To be more precise, explains profesor Henrotin, “the novel
aspect of our research is that we observed that uncontrolled formation of new
blood vessels in the synovial membrane leads to a more accelerated progression
of the disease”. The in vitro study compared inflammation and
angiogenesis in knee osteoarthritis and synovitis patients. There were
extracted synovial tissue samples from 16 patients undergoing prosthetic
surgery. Some of these samples were cultured in a growth medium containing
chondroitin sulphate.

The results, presented for the first time during the
European Congress of Rheumatology that has been held recently in Berlin,
Germany, concluded that chondroitin sulphate inhibit angiogenesis, and
therefore reduce inflammation. Researchers have therefore confirmed the results
of the GAIT clinical test published in 2006 by the prestigious New England
Journal of Medicine
, which suggested that chondroitin sulphate reduce
synovial membrane inflammation in knee osteoarthritis patients.

Since angiogenesis is a critical mechanism for the
progression of osteoarthritis, this paper opens the way to the design of new and
efficient treatments for that disease. These new treatments will be translated,
in clinical practice, into improved pain and mobility of the affected joints.

Also during the EULAR 2012 Congress, professor
Jean-Pierre Pelletier, Director of the Unit in Osteoarthritis research at the
University of Móntréal (Canada) contributed an additional insight which lend further
support to Professor Henrotin findings.
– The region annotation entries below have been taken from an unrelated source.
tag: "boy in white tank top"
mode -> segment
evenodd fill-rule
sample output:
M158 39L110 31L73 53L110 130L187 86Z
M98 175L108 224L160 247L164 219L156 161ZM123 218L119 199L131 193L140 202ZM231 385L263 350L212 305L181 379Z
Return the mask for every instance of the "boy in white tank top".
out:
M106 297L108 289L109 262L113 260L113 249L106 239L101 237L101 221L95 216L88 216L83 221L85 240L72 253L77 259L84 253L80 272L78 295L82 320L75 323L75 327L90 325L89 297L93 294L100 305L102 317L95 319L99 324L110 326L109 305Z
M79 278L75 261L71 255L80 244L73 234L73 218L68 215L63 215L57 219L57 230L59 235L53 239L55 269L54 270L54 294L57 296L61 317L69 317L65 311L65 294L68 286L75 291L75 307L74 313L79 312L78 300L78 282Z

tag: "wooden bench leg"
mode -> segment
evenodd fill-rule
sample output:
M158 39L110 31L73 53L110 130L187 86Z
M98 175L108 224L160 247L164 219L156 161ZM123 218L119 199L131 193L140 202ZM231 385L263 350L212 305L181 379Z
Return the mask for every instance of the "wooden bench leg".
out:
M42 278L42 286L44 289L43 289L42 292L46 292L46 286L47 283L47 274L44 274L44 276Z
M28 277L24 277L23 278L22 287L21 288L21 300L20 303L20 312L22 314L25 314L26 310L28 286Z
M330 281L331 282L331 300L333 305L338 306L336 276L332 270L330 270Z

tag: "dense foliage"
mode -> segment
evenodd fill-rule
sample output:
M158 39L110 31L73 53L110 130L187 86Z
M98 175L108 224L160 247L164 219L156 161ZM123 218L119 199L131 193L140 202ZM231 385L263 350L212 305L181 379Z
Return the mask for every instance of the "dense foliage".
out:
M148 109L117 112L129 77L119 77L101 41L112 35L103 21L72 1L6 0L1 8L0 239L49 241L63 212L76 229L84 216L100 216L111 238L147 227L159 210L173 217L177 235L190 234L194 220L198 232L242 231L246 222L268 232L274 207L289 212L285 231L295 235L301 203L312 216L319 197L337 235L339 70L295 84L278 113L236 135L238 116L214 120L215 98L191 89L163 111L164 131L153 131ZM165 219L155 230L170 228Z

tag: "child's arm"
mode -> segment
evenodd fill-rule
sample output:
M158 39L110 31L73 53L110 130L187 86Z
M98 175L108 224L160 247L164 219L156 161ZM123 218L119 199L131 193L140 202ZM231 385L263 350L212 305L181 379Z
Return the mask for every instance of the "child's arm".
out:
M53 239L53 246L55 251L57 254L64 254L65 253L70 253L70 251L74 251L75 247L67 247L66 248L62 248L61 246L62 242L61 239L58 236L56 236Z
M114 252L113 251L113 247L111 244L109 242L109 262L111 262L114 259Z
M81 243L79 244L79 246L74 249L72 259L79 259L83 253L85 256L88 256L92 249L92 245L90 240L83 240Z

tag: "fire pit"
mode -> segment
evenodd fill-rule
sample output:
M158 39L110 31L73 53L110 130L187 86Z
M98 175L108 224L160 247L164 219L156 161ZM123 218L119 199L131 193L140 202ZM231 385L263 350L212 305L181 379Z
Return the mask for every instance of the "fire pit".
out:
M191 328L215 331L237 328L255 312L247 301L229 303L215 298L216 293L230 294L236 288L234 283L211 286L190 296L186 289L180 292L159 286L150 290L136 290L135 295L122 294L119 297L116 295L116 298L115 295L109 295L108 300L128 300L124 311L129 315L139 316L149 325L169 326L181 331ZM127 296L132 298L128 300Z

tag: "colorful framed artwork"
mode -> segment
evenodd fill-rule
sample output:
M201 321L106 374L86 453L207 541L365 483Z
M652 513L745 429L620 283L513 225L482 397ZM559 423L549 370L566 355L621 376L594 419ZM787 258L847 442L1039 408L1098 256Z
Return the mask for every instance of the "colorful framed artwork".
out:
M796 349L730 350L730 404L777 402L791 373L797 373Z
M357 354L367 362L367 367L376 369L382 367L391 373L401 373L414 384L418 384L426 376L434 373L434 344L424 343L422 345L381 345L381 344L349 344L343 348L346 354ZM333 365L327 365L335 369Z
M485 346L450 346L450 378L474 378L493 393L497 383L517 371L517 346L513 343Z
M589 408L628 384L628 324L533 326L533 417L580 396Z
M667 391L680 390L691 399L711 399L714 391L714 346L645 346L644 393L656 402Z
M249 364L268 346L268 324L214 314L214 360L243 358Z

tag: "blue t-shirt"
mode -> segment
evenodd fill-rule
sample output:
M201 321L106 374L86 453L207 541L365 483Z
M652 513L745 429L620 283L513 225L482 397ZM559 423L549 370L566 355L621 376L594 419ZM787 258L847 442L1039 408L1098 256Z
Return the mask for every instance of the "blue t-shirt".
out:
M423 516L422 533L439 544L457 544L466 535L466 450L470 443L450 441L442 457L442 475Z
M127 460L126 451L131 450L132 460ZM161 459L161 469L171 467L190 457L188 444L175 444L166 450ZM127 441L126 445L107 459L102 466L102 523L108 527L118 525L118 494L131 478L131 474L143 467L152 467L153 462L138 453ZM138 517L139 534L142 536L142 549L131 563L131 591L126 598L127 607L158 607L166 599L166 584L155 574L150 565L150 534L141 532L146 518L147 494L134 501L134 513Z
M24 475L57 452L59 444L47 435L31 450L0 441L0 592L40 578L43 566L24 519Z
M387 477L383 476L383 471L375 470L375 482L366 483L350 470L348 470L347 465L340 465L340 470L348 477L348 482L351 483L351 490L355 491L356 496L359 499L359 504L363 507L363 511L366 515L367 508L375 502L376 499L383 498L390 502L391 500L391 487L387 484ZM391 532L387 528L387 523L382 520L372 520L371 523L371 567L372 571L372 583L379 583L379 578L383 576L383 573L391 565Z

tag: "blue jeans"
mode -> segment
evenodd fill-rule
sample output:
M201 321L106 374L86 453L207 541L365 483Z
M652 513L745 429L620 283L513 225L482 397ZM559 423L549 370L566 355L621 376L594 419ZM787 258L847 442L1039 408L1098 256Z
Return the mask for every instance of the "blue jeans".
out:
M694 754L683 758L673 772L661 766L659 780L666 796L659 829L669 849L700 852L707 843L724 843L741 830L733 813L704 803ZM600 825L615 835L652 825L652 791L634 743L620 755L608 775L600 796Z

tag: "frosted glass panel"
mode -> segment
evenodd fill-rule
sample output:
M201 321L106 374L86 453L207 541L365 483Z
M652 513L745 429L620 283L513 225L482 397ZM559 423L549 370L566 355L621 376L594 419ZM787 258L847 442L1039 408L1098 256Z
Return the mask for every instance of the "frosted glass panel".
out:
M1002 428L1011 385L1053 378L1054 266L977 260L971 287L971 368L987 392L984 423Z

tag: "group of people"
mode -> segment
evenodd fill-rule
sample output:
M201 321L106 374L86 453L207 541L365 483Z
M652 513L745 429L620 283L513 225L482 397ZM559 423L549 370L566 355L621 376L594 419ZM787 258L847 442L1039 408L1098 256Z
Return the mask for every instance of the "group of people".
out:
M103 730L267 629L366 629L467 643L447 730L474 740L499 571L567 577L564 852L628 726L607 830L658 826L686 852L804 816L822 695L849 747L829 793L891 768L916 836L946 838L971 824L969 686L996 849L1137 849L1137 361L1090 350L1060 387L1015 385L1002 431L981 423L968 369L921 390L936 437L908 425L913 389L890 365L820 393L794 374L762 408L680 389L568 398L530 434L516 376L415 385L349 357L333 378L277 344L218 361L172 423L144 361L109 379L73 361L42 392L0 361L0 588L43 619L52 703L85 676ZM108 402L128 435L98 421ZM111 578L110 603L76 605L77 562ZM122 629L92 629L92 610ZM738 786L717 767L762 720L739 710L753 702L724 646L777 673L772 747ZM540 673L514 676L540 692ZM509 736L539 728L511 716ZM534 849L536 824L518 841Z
Professor Pelletier ensured that
chondroitin sulphase “protects from cartilage volume loss, thus reducing the
need for prostatic surgery for knee osteoarthritis and synovitis patients”

Professor Pelletier based his opinion in the results
of a clinical test (published in 2011 by Annals of the Rheumatic Diseases)
which consisted of giving osteoarthritis patients chondroitin sulphate or
placebo. Nuclear Magnetic Imaging scans have proved that chondroitin sulphate
protect from loss of cartilage volume as well as from subchondral bone
injuries. After a four-year-long initial monitoring phase, researchers observed
that the placebo group underwent prostatic surgery much more often (71%) than
the group receiving chondroitin sulfate (29%).

These new scientific findings were presented at the “Progression
of osteoarthritis: predictors and treatment” symposium hosted by Bioibérica
Farma during the EULAR 2012 congress being held these days in Berlin.